8. The method of claim 1 , wherein each individual capture agent comprises a peptide, a protein, a carbohydrate, a lipid, a small molecule ligand, a nucleic acid, or a combination thereof.

9. The method of claim 1 , wherein each individual capture agent comprises an antibody or a fragment thereof.

10. The method of claim 1 , wherein the at least one detection agent comprises a peptide, a protein, a carbohydrate, a lipid, a small molecule ligand, or a combination thereof.

11 . The method of claim 1 , wherein the at least one detection agent comprises an antibody or fragment thereof.

12. The method of claim 1 , wherein the at least one detection agent comprises a detectable signal selected from the group consisting of a colorimetric signal, a fluorescent signal, a radioactive signal, a magnetic signal, and an enzymatic signal.

13. The method of claim 1 , wherein the excipient comprises a salt, a carbohydrate, a polyol, an emulsifier, a water soluble polymer, or a combination thereof.

14. The method of claim 1 , wherein the excipient comprises trehalose.

15. The method of claim 1 , wherein the brush-like polymer comprises a monomer core group and a protein-resistant head group coupled to the monomer core group.

16. The method of claim 1 , wherein the brush-like polymer comprises poly(oligo(ethylene glycol)methyl methacrylate) (POEGMA).
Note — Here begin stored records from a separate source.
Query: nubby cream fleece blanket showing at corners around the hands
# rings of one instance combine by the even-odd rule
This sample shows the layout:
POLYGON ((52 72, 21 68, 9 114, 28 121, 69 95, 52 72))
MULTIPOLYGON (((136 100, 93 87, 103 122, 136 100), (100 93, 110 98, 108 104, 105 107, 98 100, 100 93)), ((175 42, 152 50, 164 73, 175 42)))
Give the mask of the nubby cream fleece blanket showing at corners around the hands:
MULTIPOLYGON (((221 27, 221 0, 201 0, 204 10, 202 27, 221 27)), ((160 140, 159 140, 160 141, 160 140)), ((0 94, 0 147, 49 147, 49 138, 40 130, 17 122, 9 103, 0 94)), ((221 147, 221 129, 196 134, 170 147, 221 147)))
17. The method of claim 1 , wherein the sample comprises a nasal or nasopharyngeal swab, a throat swab, or saliva.

18. The method of claim 1 , wherein the substrate comprises a glass, a silicon, a metal oxide, a polymer, or a combination thereof.

19. The method of claim 1 , wherein the method is capable of simultaneously detecting the presence or absence of at least two different SARS-CoV-2 variants in the biological sample.
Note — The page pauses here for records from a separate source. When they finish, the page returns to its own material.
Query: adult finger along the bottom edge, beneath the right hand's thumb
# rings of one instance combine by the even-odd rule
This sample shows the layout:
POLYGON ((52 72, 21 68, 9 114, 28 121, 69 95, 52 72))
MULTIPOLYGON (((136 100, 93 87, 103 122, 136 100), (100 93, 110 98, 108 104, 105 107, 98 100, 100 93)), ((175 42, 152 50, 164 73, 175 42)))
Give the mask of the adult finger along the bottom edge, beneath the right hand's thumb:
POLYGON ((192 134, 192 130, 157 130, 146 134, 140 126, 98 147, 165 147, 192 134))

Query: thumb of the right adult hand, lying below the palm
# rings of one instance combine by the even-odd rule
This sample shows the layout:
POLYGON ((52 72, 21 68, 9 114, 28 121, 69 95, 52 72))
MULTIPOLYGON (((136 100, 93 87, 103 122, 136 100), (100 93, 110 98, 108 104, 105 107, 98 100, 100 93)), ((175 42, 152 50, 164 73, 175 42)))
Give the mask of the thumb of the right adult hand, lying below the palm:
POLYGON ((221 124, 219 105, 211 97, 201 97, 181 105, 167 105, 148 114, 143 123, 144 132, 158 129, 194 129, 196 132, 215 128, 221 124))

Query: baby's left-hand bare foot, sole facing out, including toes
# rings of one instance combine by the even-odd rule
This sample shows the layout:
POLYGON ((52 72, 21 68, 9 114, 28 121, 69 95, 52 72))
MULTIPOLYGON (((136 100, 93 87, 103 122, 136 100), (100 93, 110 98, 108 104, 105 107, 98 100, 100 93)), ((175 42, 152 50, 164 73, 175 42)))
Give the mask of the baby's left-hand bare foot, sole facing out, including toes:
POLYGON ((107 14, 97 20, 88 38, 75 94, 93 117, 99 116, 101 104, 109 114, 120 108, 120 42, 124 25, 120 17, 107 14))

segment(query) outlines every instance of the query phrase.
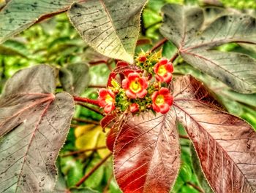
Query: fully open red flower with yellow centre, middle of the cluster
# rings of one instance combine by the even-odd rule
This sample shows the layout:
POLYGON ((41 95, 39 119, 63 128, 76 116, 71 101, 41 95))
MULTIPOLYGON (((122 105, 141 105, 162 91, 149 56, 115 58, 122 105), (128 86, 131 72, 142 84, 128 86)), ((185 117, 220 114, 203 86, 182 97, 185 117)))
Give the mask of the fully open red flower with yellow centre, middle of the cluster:
POLYGON ((148 81, 137 72, 132 72, 122 81, 122 87, 129 98, 143 98, 148 92, 148 81))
20. The method of claim 1 , wherein detecting the presence or absence of different SARS-CoV-2 variants occurs in less than or equal to 60 minutes after the biological sample contacts the device.

21 . The method of claim 1 , wherein each SARS-CoV-2 variant has at least one mutation of one or more spike proteins that is different from the other SARS-CoV-2 variants.

22. The method of claim 1 , wherein the method has a limit of detection (LOD) for nucleocapsid of less than or equal 0.07 ng/mL.

23. The method of claim 1 , wherein a subject receives a treatment dependent on the presence or the absence of different SARS-CoV-2 variants.

24. The method of claim 1 , wherein measuring the detectable signal is done visually or with a smart device.